The word "meltdown" has become a commonly batted about term in the parenting world, yet with widely divergent meanings. A meltdown can be anything from a very loud whine at an inopportune moment to a screeching ball of violent nerves quivering on the floor. Things that other parents consider to be "meltdowns" I don't even hear anymore- or more precisely, I see the causes quicker, and thus can move to diffuse the situation rather than just assuming the kid is a freak and escalating it.
Now, I can't say that I am some master of diffusion. Meltdowns, by their nature, tend to escalate. If we as parents think meltdowns are scary and nerve-wracking, try having one. But what most people label as "meltdown" isn't even close to what I would consider one. Disappointed children who pout when they don't get their way aren't melting down. A tired child who starts to cry when you want to do just one more errand is not melting down. A child throwing a little temper tantrum over not getting the latest Transformer toy is (usually) not melting down.
For our house, "melt down" is a term that is reserved for a situation that involves a great deal of screaming. They are almost always connected with frustration. One is not "melting down" until one is no longer functional. A Level One meltdown is when a frustrated child gets into my face and empties his lungs (sorry, all boys here), so that he is unable to complete the current task. Nothing elseis happening, just the screaming, that very loud alarm of "I cannot do this right now, I don't know why." A Level 10 involves injury to all and sundry within crashing distance of the child's body. This is the very loud alarm of "I cannot deal with existance as it is right now, leave me alone." All meltdowns require a great deal of patience. The child cannot seem to end them himself; there are a whole bag of methods to help de-escalate and calm the child, and you may need every single one to restore calm enough for the child to re-engage their own coping and equilibrium mechanisms.
This time last year, we were still in almost-daily meltdown, usually Levels 1-3. Summer has always been particularly bad since he started school. We never had them before he started school, because we just adjusted the whole world to him without even thinking much about it. Sensory overload was rare, and when Joey did make a peep, we jumped. I could take him almost anywhere when he was a baby. Joey tended to be under-sensitive rather than over-sensitive. HIgh pain tolerance. Hates dark rooms, loves super-bright ones. That sort of thing. Also, the lack of communication skills meant that I often understood and adjusted to/for him, but he really couldn't tell people around him what was going on.
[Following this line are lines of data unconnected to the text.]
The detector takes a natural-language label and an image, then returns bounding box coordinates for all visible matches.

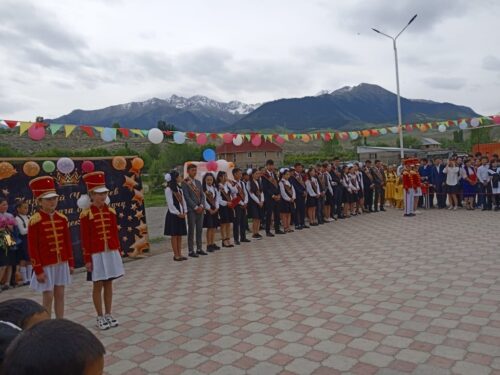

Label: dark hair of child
[1,319,106,375]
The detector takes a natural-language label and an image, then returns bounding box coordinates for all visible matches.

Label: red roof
[215,141,283,154]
Anyway, summer is bad news for the ears and the nerves. The wild changes of routine, the long daylight, the heat... all big no-nos for sanity around here. We've mostly headed off the worst of it this summer by having him in programs, getting him into routines, and now with school. He's stayed pretty focused and been able to really enjoy activities and be able to talk about what is going on around him. Celebration times! I need more champagne. :) There are still times he melts down, but for the most part, I can track what the antecedents were, and can see them coming, so can brace for intervention.
Joey had a Level 8 today. I am in the middle of tracking down what exacly happened. I mean, I can tell you the immediate trigger, and I've tracked down a good many of the small events that fed into the situation, but bigger meltdowns can sometimes be tricky, and are almost always a shock. Was this just an accumulation of small irritants, or did something happen that I need to know, say, at school? Did all the shifts and changes just overwhelm him, or was there a sensory issue with the heat that took him over an edge, or is there a bigger problem that needs to be addressed? My jaw would like to know.
Fortunately, this occured at the therapists' office. For one, that meant the moms who were there were interested in helping, and understood what was going on. None of them had ever seen Joey go into meltdown before, so they were taken aback, but all the moms had kids that melt down more readily than Joey, so they knew what it was. For two, the OT could intervene immediately. Once the worst was over, we got Joey some deep pressure and other input that was calming, with the good equipment (bug hugs and big exercise balls are good things).
Now that it's over, the detective work goes into full swing. What happened? How can I help him pull out of the spiral? What did I do wrong that resulted in such explosive escalation? But this work gets easier- or at least faster- with practice. You start knowing hat questions to ask, what clues to consider, which people to talk to. You become an expert, like any other endeavor, and thus make more headway in less time. With good luck, I will find all the peices and be able to sort out the bigger picture, so that I can intervene and help before the child goes into overload and explodes.